You know how sometimes you’re asked to speak on a subject with which you have years of experience? Then during your research you discover a wormhole that’s so much deeper and more concerning that you had previously thought when you agreed to take on this engagement? I do.

My experience with LGBTQ healthcare has included meeting geriatric people upon admission who brought their “best friend” with them, and that friend wanted access to all medical information. My experience has been the 85-year-old widower with three daughters, who confessed that he always thought he should’ve been born a girl and entered the healthcare system wearing nail polish. My experience has been a female patient who came for outpatient therapy and specifically wore a skirt throughout, and finally confessed to being born a male and afraid of being judged and rejected for not conforming.
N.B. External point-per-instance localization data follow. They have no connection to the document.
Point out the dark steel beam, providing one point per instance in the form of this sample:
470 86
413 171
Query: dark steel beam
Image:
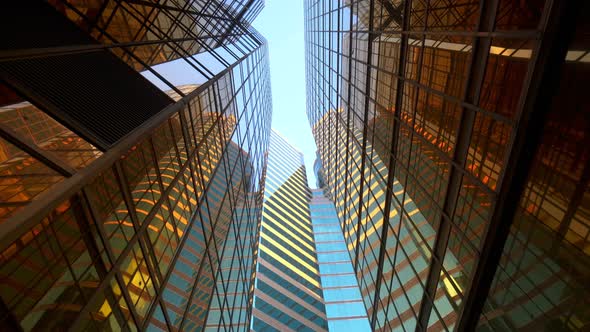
559 19
47 201
478 62
391 163
46 157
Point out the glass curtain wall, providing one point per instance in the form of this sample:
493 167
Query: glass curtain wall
433 120
158 229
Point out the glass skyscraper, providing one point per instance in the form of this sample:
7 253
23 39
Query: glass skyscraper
453 137
345 309
288 294
123 207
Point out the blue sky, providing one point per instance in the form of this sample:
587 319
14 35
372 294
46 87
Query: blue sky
281 23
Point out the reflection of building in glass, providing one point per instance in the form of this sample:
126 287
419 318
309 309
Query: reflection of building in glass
345 309
457 157
124 208
288 294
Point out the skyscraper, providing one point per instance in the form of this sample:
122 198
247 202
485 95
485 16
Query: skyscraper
123 207
453 137
288 294
345 309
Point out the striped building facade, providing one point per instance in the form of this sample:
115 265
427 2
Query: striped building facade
345 308
288 294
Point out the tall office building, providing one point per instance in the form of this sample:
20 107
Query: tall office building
288 294
345 309
454 138
123 207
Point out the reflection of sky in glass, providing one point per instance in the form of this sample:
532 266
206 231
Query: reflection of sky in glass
281 23
344 305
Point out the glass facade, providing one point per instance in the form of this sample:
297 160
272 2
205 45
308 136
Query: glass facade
345 309
453 149
288 294
156 227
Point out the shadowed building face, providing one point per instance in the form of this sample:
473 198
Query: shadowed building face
456 156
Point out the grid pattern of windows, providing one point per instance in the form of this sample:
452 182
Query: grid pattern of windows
288 295
423 113
159 231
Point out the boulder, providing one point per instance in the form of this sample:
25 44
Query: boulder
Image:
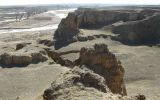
21 45
67 28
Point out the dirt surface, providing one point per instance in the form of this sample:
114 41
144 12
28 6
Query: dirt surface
141 65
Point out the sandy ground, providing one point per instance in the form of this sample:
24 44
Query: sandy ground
141 64
27 83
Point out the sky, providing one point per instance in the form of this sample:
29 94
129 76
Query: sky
26 2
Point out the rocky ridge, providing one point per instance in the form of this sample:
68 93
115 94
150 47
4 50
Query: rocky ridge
97 74
68 29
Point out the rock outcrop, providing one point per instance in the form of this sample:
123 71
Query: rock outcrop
21 59
104 63
145 31
68 29
98 75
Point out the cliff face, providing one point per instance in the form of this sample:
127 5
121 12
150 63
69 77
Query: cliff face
97 76
104 63
68 28
99 18
140 32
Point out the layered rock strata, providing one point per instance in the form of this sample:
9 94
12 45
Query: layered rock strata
97 75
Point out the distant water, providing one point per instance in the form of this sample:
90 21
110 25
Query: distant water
58 13
48 27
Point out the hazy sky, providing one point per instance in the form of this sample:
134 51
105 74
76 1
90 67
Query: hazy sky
22 2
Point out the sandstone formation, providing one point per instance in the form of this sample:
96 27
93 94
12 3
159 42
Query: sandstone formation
104 63
68 29
97 76
46 42
145 31
81 83
69 26
21 59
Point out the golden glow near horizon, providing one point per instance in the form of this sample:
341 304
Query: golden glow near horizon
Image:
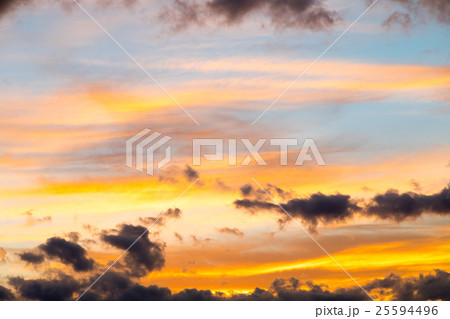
379 119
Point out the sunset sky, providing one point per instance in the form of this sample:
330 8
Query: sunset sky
376 105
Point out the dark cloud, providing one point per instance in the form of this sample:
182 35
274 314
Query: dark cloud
170 214
119 286
424 287
6 294
62 288
32 258
312 210
320 208
306 14
396 206
231 231
195 295
190 174
143 256
292 289
68 253
257 295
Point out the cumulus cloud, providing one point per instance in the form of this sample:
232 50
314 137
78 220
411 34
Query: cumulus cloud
144 256
320 208
117 286
68 253
312 210
399 207
32 258
419 11
6 294
56 289
424 287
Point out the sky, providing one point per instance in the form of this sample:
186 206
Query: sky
376 104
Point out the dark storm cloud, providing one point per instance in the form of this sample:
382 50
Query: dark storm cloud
62 288
170 214
425 287
6 294
231 231
312 210
257 295
68 253
190 174
144 256
307 14
320 208
119 286
402 206
32 258
291 290
195 295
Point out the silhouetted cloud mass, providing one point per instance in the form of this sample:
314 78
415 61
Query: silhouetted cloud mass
68 253
144 256
306 14
6 294
119 286
402 206
32 258
58 289
320 208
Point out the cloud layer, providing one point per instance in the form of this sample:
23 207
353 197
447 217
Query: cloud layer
116 286
320 208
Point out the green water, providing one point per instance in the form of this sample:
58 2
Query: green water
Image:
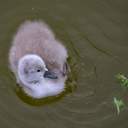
95 34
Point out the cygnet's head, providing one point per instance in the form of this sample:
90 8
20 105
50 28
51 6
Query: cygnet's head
35 78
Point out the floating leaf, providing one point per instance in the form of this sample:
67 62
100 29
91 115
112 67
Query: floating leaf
119 105
122 79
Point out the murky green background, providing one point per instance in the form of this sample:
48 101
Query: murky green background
95 33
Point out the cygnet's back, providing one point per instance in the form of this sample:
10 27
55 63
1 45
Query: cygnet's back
35 37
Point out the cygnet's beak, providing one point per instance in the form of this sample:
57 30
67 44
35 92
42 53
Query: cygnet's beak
50 75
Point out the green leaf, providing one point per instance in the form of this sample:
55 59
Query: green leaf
119 104
122 80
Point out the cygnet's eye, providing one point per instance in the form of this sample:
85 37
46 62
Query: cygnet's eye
38 70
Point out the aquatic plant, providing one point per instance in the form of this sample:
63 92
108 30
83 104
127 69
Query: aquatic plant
122 80
119 104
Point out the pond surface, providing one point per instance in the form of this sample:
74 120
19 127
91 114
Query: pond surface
95 33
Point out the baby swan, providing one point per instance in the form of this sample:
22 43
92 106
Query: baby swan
38 60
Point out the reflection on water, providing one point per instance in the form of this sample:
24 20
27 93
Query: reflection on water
95 34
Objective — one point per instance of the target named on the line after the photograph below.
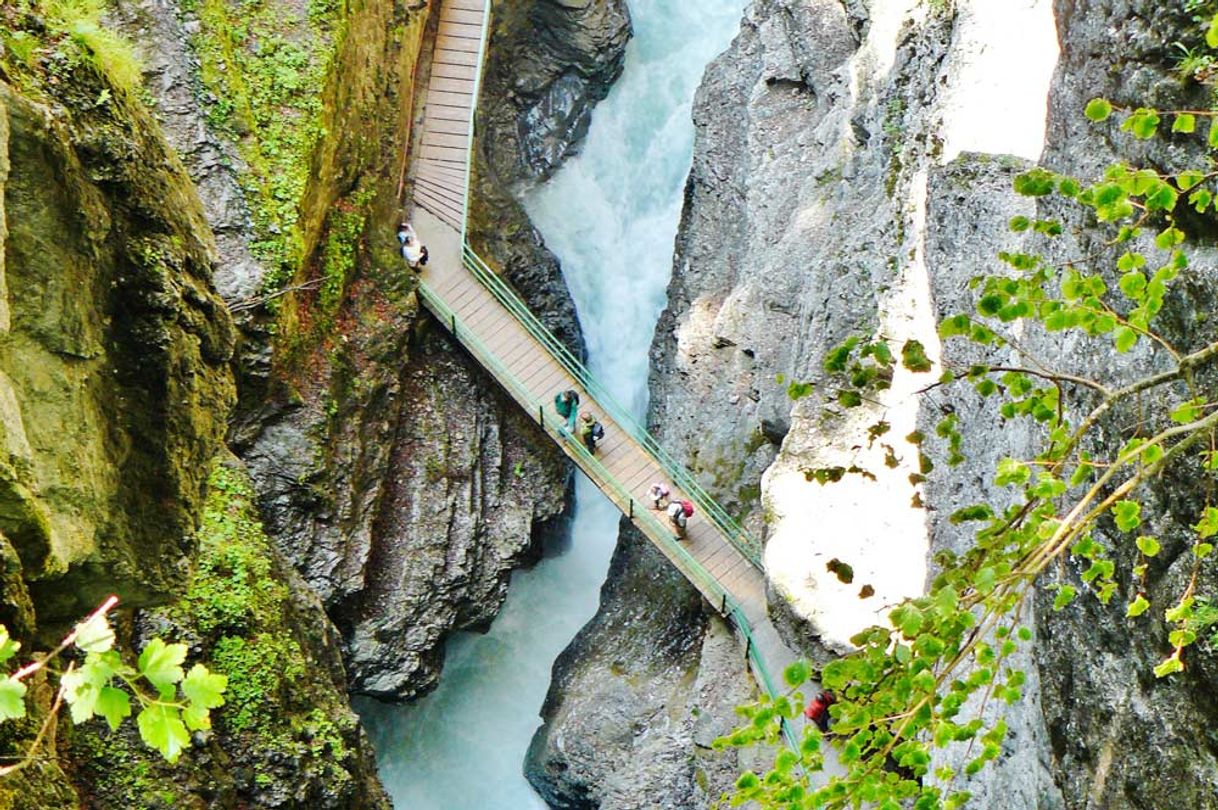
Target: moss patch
(285, 735)
(266, 65)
During my very long tenure in healthcare, beginning in the 1970s, I have encountered many adult and geriatric patients who did not conform to what we considered sexual norms. Early on, these geriatric patients were almost exclusively closeted and would have their “sister” or “brother” as their POA. As the decades progressed, we began to see more openness about sexuality and gender identity. But here we are, more than 40 years later, and the discrimination and difficulties among those who identify differently persist. So many of our LGBTQ elderly face stigma, discrimination, violence, rejection by their families and the community, substandard care, and outright denial of care. The old idea that “you’re either born one way or the other” no longer holds up. Studies show that 1/100 children are born with an XX or XY anomaly. These anomalies may not show up until the patient needs healthcare.
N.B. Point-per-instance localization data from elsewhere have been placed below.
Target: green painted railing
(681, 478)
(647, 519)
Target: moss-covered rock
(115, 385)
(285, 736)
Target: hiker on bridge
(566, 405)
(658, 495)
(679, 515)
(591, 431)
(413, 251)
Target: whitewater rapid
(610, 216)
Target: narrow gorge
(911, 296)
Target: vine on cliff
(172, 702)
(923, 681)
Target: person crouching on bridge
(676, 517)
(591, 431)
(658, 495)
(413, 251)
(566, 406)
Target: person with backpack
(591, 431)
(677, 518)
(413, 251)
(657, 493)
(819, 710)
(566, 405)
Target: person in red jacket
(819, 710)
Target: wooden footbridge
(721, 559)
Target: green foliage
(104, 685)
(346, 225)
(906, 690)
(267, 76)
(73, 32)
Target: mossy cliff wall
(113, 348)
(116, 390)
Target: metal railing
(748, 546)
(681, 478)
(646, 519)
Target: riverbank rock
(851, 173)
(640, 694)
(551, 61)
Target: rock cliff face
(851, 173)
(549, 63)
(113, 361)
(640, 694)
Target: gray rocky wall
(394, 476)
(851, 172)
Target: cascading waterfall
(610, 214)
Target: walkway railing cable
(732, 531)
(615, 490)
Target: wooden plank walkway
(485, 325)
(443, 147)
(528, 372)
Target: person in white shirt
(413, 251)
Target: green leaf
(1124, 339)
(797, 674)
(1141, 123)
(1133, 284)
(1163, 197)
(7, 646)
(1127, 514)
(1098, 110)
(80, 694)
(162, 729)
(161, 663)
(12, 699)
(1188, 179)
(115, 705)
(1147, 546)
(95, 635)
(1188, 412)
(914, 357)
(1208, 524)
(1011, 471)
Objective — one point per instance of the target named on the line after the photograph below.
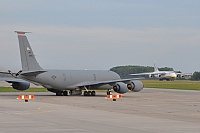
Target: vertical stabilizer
(28, 60)
(155, 68)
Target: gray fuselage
(69, 79)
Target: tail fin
(28, 60)
(155, 68)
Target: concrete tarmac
(149, 111)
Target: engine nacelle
(180, 76)
(150, 76)
(21, 85)
(120, 87)
(135, 85)
(158, 75)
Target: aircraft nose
(174, 75)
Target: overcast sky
(101, 34)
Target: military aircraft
(163, 75)
(63, 82)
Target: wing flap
(93, 83)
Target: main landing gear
(89, 93)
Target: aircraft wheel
(59, 94)
(93, 93)
(89, 93)
(85, 93)
(108, 92)
(65, 93)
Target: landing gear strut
(109, 92)
(62, 93)
(89, 93)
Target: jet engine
(21, 85)
(180, 76)
(158, 75)
(120, 87)
(135, 85)
(150, 76)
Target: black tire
(59, 93)
(65, 93)
(89, 93)
(93, 93)
(85, 93)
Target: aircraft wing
(99, 83)
(149, 73)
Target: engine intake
(135, 85)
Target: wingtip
(21, 32)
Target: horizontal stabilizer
(32, 73)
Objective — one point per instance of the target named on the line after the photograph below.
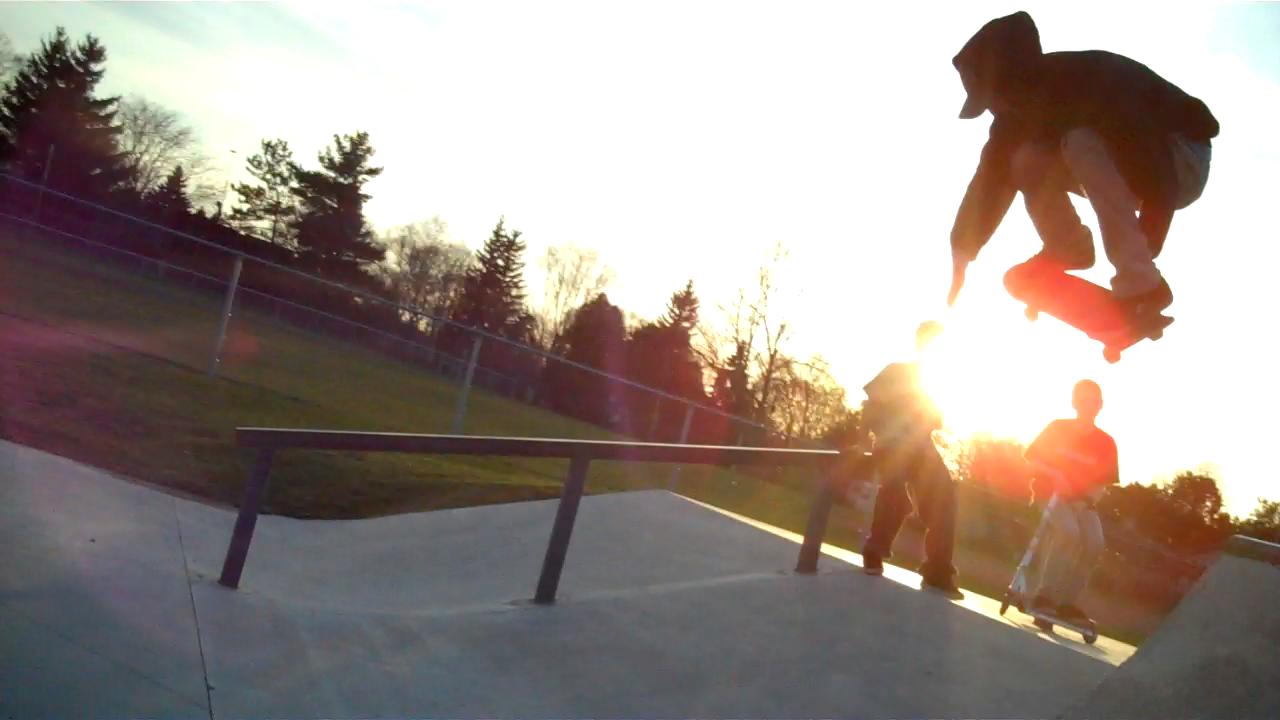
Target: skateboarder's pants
(906, 470)
(1073, 548)
(1080, 164)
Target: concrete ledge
(1253, 548)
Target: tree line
(140, 158)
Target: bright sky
(685, 139)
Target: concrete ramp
(109, 607)
(1217, 655)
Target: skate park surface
(110, 607)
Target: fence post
(227, 315)
(460, 414)
(817, 527)
(566, 513)
(684, 440)
(44, 181)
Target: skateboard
(1086, 306)
(1018, 589)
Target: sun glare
(991, 373)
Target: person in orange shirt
(1078, 460)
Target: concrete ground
(110, 607)
(1217, 655)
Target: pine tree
(333, 236)
(493, 291)
(594, 337)
(50, 104)
(266, 210)
(170, 200)
(681, 309)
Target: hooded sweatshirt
(1132, 108)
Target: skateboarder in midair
(901, 418)
(1078, 460)
(1091, 123)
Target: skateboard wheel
(1092, 634)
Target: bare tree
(572, 277)
(808, 402)
(155, 140)
(424, 268)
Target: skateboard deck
(1086, 306)
(1088, 632)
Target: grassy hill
(109, 367)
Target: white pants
(1083, 165)
(1070, 551)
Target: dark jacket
(1132, 108)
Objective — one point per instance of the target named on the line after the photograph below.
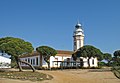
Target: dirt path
(73, 76)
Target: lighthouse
(78, 37)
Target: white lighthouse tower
(78, 37)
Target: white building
(78, 37)
(5, 62)
(63, 57)
(37, 60)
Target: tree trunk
(49, 65)
(29, 65)
(18, 63)
(89, 62)
(40, 60)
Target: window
(36, 60)
(28, 60)
(93, 61)
(33, 61)
(68, 61)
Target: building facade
(5, 62)
(63, 58)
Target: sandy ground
(73, 76)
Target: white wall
(32, 60)
(5, 62)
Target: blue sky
(51, 22)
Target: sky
(52, 22)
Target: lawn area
(26, 75)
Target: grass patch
(26, 75)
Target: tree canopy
(15, 47)
(117, 53)
(46, 52)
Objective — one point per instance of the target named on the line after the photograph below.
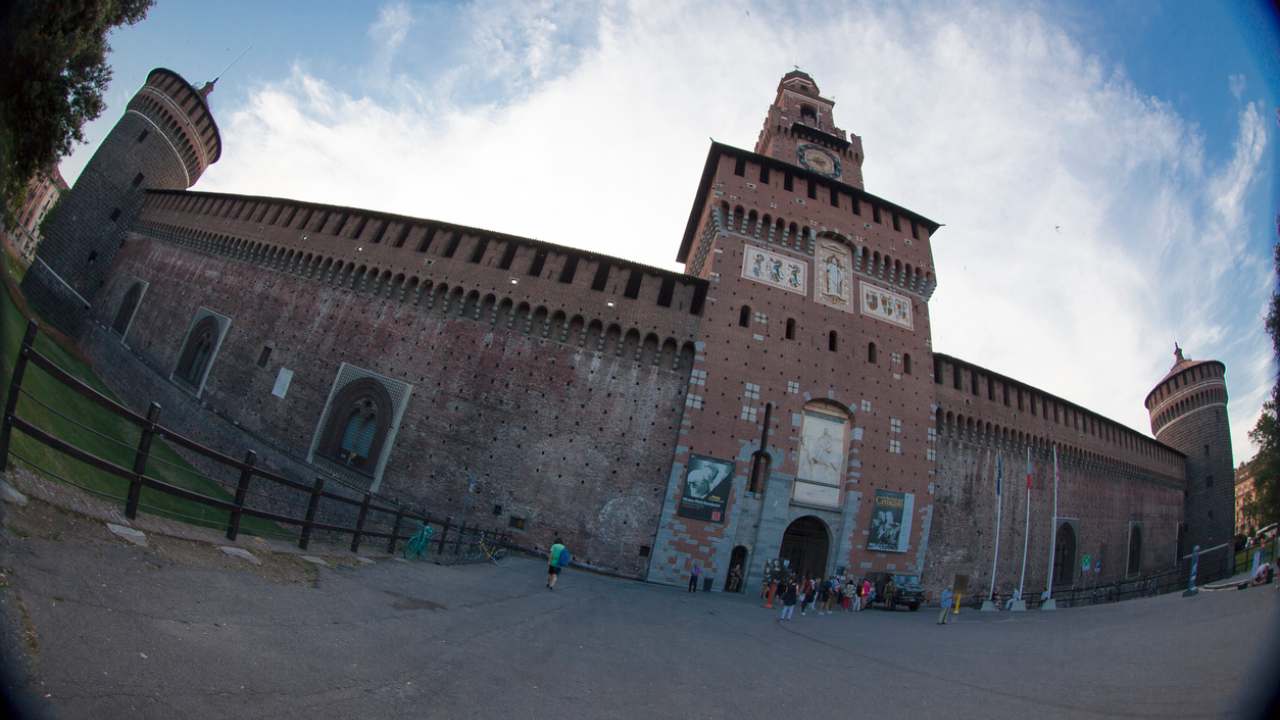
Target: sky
(1105, 172)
This year, the Department of Health and Human Services finalized the ruling that healthcare providers can refuse treatment based on their religious beliefs. This is in the name of “religious liberty.” That exemption can pertain to life-or-death issues, mental health care, pharmacological care, or anything that may conflict with the viewpoint of the provider. There are currently six states that are legally allowed to withhold healthcare based on the provider’s religious belief. You read that right. In 2019, there are Americans who are not getting the healthcare they need because their providers are legally allowed to reject them. This could even extend to HIV treatment and Naloxone use. This could even extend to denial of services on the basis of race.

The geriatric LGBTQ community also faces higher illness rates as they age because of chronic conditions, earlier onset of disabilities, HIV/AIDS, mental illness, substance abuse, and sexual and physical violence. They are more susceptible to faster and more severe decline because of their reluctance to seek healthcare. Studies indicate that 56% of LGB people and 70% of transgender and gender-nonconforming report discrimination by healthcare providers, including refusal of care, harsh language and physical roughness.

What can we do?

  • Assure the resident that our care will not be different because of their sexual identity.
  • Assure the resident that their privacy will be protected.
  • Assure the resident that their physical well-being will be protected.
  • Ask ALL residents upon admission how they want to be addressed and who can have access to their information.
  • Show respect by being relaxed and courteous.
  • Use the name/pronoun they prefer.
  • Offer private rooms if necessary.
  • Ensure that all staff get LGBTQ competency education.

In the 21st century, there should no longer be a question about who deserves healthcare. We got into our professions to help people. Discrimination on the basis of gender, gender identity, race, height, age, weight or any other random determinant has no place in our lives or in our country.

Jean Wendland Porter, PT, CCI, is the regional director of therapy operations at Diversified Health Partners in Ohio.